RGS Guildford courtyard with students

Writing after Windrush

On 3 October, A Level English Literature students from RGS Guildford and Tormead watched the live streaming of a lecture from Gresham College. “Writing after Windrush” was delivered by Dr Malachi McIntosh, Associate Professor of World Literatures in English at the University of Oxford and the Barbara Pym Tutorial Fellow in English at St. Hilda’s College.

 

Dr McIntosh’s lecture began with a discussion of the hostile climate faced by Caribbean migrants upon arrival in the United Kingdom in the middle of the 20th century. Many came escaping difficult economic situations in their home nations, believing they would be welcomed by a country they were brought up to believe was accepting of its one-time colonial subjects. However, in reality, they faced daily struggles in seeking housing and employment due to often flagrant prejudice. Dr McIntosh also discussed the racially-motivated murder of Kelso Cochrane in Notting Hill.

 

Dr McIntosh then moved on to discuss three literary figures who sought to bring the experience of Caribbean migrants into the public mainstream: George Lamming, Andrew Salkey and Samuel Selvon.

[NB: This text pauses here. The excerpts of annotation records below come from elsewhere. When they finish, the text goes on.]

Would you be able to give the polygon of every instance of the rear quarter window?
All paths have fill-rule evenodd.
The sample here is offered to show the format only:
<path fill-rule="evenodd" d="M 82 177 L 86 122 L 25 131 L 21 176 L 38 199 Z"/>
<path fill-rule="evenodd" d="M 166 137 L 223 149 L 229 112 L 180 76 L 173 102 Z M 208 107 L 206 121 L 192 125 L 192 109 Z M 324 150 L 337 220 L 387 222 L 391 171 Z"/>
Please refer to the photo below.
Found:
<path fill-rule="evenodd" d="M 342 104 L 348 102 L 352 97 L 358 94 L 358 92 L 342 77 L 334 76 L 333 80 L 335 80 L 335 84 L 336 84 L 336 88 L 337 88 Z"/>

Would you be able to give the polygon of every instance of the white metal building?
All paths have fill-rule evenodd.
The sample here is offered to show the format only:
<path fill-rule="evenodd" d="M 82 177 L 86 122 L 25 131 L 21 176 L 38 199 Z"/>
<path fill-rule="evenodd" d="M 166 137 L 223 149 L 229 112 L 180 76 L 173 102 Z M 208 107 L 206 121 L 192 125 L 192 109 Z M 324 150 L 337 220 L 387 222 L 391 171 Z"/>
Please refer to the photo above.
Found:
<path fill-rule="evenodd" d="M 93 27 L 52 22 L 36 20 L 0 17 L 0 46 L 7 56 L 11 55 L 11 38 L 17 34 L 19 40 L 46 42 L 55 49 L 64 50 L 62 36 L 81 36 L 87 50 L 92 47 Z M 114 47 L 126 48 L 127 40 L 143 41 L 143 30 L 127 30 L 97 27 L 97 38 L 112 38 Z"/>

He focused on the protagonists of some of these writers’ most lauded works and how these figures helped to illuminate the everyday lives of a community suffering so obviously at the hands of a country they believed would receive them warmly.

 

Our Upper Sixth students benefitted immensely from listening to this lecture as one of their set texts is in fact Selvon’s The Lonely Londoners. The evening also provided an opportunity for our Lower Sixth students to meet their counterparts from Tormead School in preparation for a collaborative symposium we are hosting in December. The symposium, entitled “The Canon of Windrush Literature”, will see the students work together over the next two months on a selection of five different texts with significant links to the migration of people from the Caribbean to the United Kingdom.